In [1]:
# Create a folder called dataset
!mkdir -p dataset

# Download the cleaned AG news file
!curl -o dataset/agnews_clean.csv https://raw.githubusercontent.com/mosesyhc/de300-2025sp-class/refs/heads/main/agnews_clean.csv

  % Total    % Received % Xferd  Average Speed   Time    Time     Time  Current
                                 Dload  Upload   Total   Spent    Left  Speed
100 33.2M  100 33.2M    0     0   218M      0 --:--:-- --:--:-- --:--:--  219M


In [6]:
# Import SparkSession
from pyspark.sql import SparkSession

# Create a SparkSession to run PySpark commands
# the .master() command tells Spark to run locally
# the .appName() names it AG news
# the .getOrCreate() starts a new session
spark = (
    SparkSession.builder
    .master("local[*]")
    .appName("AG news")
    .getOrCreate()
)

In [7]:
# Load the AG News dataset into a Spark data frame
agnews = spark.read.csv("dataset/agnews_clean.csv", header=True, inferSchema=True)

# Import F and ArrayType and StringType
import pyspark.sql.functions as F
from pyspark.sql.types import ArrayType, StringType

# The filtered column is currently a string that looks like a list. 
# This converts it into an actual array of strings to work with individual words
agnews = agnews.withColumn("filtered", F.from_json("filtered", ArrayType(StringType())))

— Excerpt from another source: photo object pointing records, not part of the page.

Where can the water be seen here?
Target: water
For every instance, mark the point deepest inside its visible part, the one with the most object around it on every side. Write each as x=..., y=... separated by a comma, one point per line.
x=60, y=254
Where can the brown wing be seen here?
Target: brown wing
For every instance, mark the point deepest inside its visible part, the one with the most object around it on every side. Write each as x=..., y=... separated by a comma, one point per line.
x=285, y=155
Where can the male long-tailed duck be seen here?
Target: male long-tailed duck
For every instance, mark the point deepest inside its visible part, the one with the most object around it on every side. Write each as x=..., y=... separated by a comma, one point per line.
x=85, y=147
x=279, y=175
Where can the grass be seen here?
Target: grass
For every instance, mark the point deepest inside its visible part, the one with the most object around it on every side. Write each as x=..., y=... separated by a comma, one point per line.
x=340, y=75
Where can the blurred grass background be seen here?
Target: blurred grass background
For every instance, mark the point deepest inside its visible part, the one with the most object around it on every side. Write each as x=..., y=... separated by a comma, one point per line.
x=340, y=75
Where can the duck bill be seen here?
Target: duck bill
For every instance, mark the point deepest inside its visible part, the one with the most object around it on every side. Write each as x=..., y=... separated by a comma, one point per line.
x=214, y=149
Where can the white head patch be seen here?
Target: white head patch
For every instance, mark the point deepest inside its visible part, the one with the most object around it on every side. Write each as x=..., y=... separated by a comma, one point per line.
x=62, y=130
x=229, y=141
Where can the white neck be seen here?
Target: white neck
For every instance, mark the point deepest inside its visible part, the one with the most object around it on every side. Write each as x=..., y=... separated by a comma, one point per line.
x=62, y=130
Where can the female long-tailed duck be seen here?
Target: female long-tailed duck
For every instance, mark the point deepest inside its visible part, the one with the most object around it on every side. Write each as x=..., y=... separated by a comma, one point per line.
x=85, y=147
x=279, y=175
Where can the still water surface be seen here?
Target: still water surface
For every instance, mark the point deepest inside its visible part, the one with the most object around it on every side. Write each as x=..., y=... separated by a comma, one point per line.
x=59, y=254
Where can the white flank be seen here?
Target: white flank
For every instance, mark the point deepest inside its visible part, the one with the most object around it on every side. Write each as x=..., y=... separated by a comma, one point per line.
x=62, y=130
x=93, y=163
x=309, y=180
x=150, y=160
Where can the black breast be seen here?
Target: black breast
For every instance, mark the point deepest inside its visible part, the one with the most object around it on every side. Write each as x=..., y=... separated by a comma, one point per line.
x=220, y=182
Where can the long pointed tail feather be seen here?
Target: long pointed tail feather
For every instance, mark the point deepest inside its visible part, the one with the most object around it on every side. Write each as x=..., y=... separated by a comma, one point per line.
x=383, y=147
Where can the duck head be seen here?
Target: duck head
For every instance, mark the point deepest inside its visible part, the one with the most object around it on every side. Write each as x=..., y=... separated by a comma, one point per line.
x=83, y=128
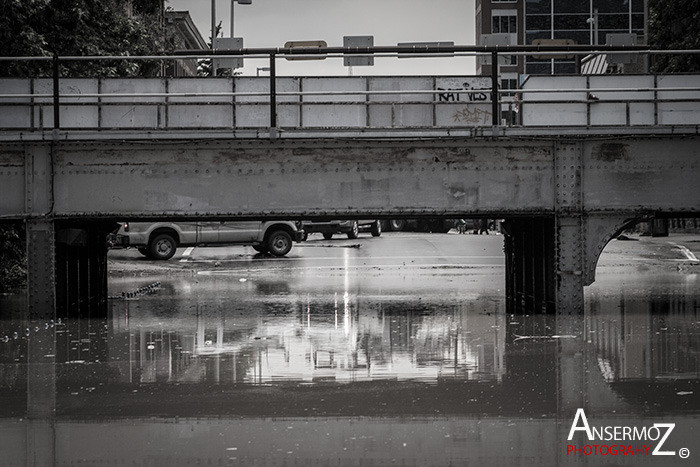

# Show the first 5 rows to see if everything looks okay
agnews.show(5, truncate=30)

+---+------------------------------+
|_c0|                      filtered|
+---+------------------------------+
|  0|[wall, st, bears, claw, bac...|
|  1|[carlyle, looks, toward, co...|
|  2|[oil, economy, cloud, stock...|
|  3|[iraq, halts, oil, exports,...|
|  4|[oil, prices, soar, time, r...|
+---+------------------------------+
only showing top 5 rows


25/05/24 22:09:17 WARN CSVHeaderChecker: CSV header does not conform to the schema.
 Header: , filtered
 Schema: _c0, filtered
Expected: _c0 but found: 
CSV file: file:///home/ubuntu/DE300_HW3/dataset/agnews_clean.csv


In [8]:
agnews.columns

['_c0', 'filtered']

In [18]:
# Break apart each array of words in the filtered column so each word gets its own row
# I create a new column called word with one word per row per document
exploded = agnews.withColumn("word", F.explode("filtered"))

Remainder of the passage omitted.